Wells destroyed another Bf 109 on 27 November and damaged an HS 126. He joined 485, the first all-New Zealand fighter squadron, in March 1941 before it became operational in April. He scored the squadron’s first success on 5 July 1941, shooting down a Bf 109 while escorting Stirlings to attack a steelworks near Lille. In the same action he damaged another 109 and on 24 July destroyed another.
About this time Wells was given command of a flight and in early August was awarded the DFC. He seemed to specialise in Bf 109's, destroying one on 19 August 1941, another on 18 September, two more on the 21st and probably another on 2 October. Wells was awarded a Bar to his DFC in November and later in the month was promoted to Acting Squadron Leader and took command of 485.

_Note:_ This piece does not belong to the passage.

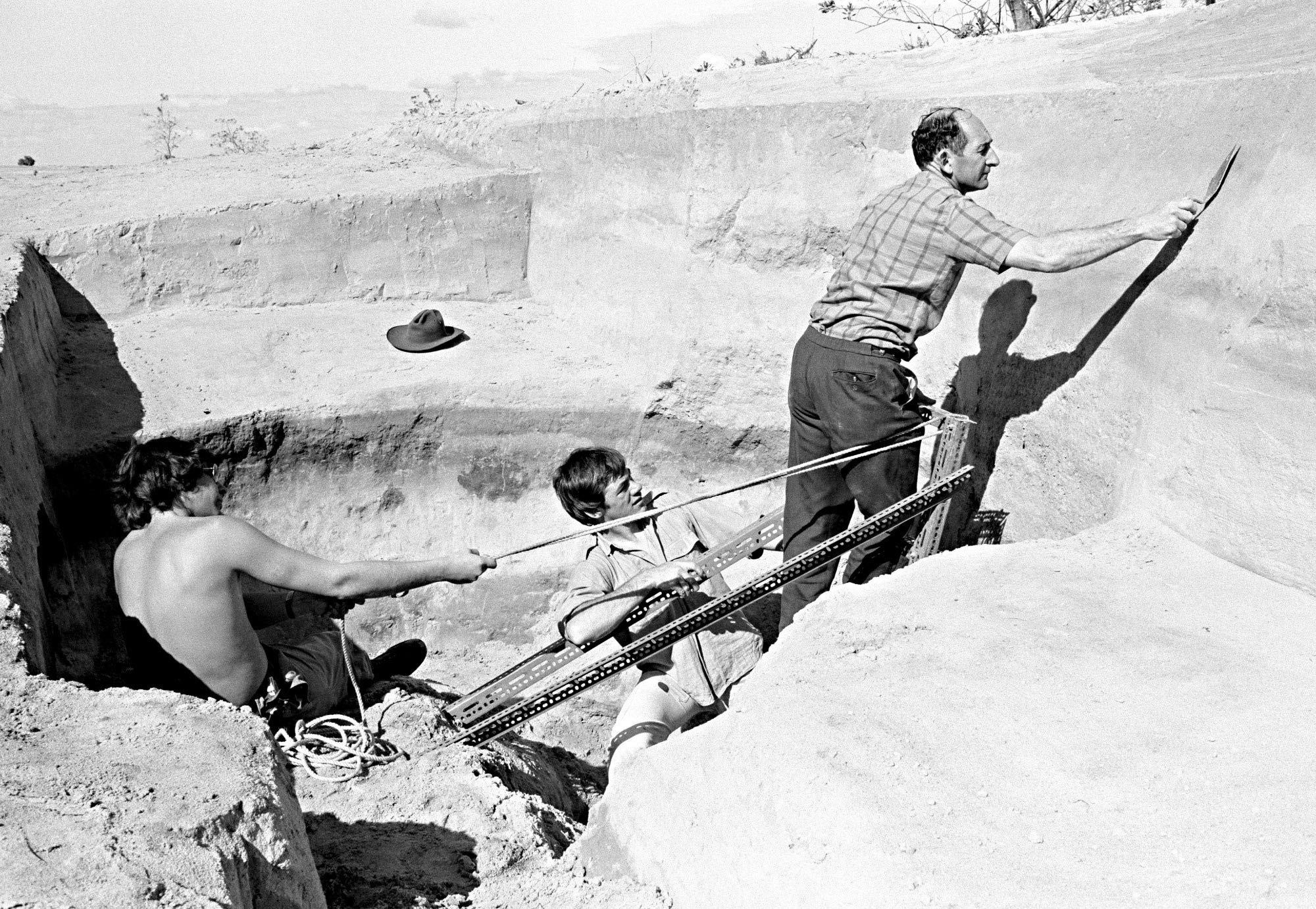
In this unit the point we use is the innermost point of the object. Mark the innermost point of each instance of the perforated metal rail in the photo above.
(542, 665)
(880, 526)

When the German battleships ’Scharnhorst’ and ’Gneisenau’ slipped out of Brest on 12 February 1942, 485 was one of the squadrons sent to engage the enemy fighter screen.
Wells split the squadron into three sections. Two went for the fighters, while Wells led the third towards the battleships but when he found no enemy fighters and with fuel running low, he led an attack on an E-Boat through intense flak, leaving the vessel sinking. With all ammunition gone the Spitfires went home.
Wells shot down an FW 190 over Abbeville on 16 April 1942, another on the 24th and damaged a third one next day. In early May he was promoted to Wing Commander and was appointed to lead the Kenley Wing. Awarded the DSO in late July, Wells was then posted back to New Zealand, on loan to the Government. At this time it was stated that he had taken part in 133 sweeps, probably more than any other pilot in Fighter Command.
It was reported that Wells was offered an important post in New Zealand but he refused, preferring to return to operations in Europe. He travelled back in March 1943, via the USA, where he visited aircraft factories.
After a course at Staff College, Wells returned to Kenley to lead the Wing again until November 1943, when he was rested. During 1944 he led the Tangmere, Detling and West Malling Wings. On December 1944 he was posted to command the Day Fighter Leaders’ School.
Wells was credited with thirteen enemy aircraft destroyed, three probably destroyed and fifteen damaged. He retired from the RAF in 1960 to take up farming in England.
In 1975 he retired to Spain, returning to England in 2005.
Edward Preston Wells passed away in England on the 4th November 2005.